Dan
Dan

Reputation: 5323

How can I rerun an Apache Flink Postgres JDBC job without getting "No suitable driver found" exception

I have a Flink job derived from the starter Maven project. That job has a source that opens a Postgres JDBC connection. I am executing the job on my own Flink session cluster using the example docker-compose.yml.

When I submit the job for the first time it executes successfully. When I try to submit it again I get the following error:

Caused by: java.sql.SQLException: No suitable driver found for jdbc:postgresql://host.docker.internal:5432/postgres?user=postgres&password=mypassword
    at java.sql.DriverManager.getConnection(DriverManager.java:689)
    at java.sql.DriverManager.getConnection(DriverManager.java:270)
    at com.myorg.project.JdbcPollingSource.run(JdbcPollingSource.java:25)
    at org.apache.flink.streaming.api.operators.StreamSource.run(StreamSource.java:110)
    at org.apache.flink.streaming.api.operators.StreamSource.run(StreamSource.java:66)
    at org.apache.flink.streaming.runtime.tasks.SourceStreamTask$LegacySourceFunctionThread.run(SourceStreamTask.java:269)

I have to restart my cluster in order to rerun my job. Why is this happening? How can I submit my job again without having to restart the cluster?

The only addition to the Maven starter project is:

<dependency>
    <groupId>org.postgresql</groupId>
    <artifactId>postgresql</artifactId>
    <version>42.2.24</version>
</dependency>

The Flink source does nothing but open a JDBC connection and is as follows:

package com.mycompany;

import org.apache.flink.streaming.api.functions.source.RichSourceFunction;

import java.sql.Connection;
import java.sql.DriverManager;

public class JdbcSource extends RichSourceFunction<Integer> {

    private final String connString;

    public JdbcSource(String connString) {
        this.connString = connString;
    }

    @Override
    public void run(SourceContext<Integer> ctx) throws Exception {
        try (Connection conn = DriverManager.getConnection(this.connString)) {

        }
    }

    @Override
    public void cancel() {
    }
}

I have tested this on Flink version 1.14.0 and 1.13.2 with the same results.

Note that this question provides a solution of using Class.forName("org.postgresql.Driver"); within my RichSourceFunction.
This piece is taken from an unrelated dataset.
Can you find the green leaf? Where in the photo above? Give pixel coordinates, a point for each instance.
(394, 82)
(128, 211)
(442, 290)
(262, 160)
However I would like to know what is going on.

Upvotes: 6

Views: 1569

Answers (3)

Thesharing
Thesharing

Reputation: 356

According to the official documentation of PostgreSQL JDBC driver, if you are using Java 1.6+, you can just put the driver's jar file into the classpath. The driver will be loaded by the JVM automatically. So the question is how to place the driver's jar file into the classpath.

Since you are using docker to deploy a session cluster, there's two way that may works:

  1. Put the driver's jar file into docker image

Run and access the image with the command:

docker docker run -it -v $PWD:/tmp/flink <address to image> -- bash

Copy the driver's jar file into the folder /opt/flink/lib.

Create a new image from the container. Since /opt/flink/lib is loaded as classpath by default, now the driver's jar file is located at the classpath.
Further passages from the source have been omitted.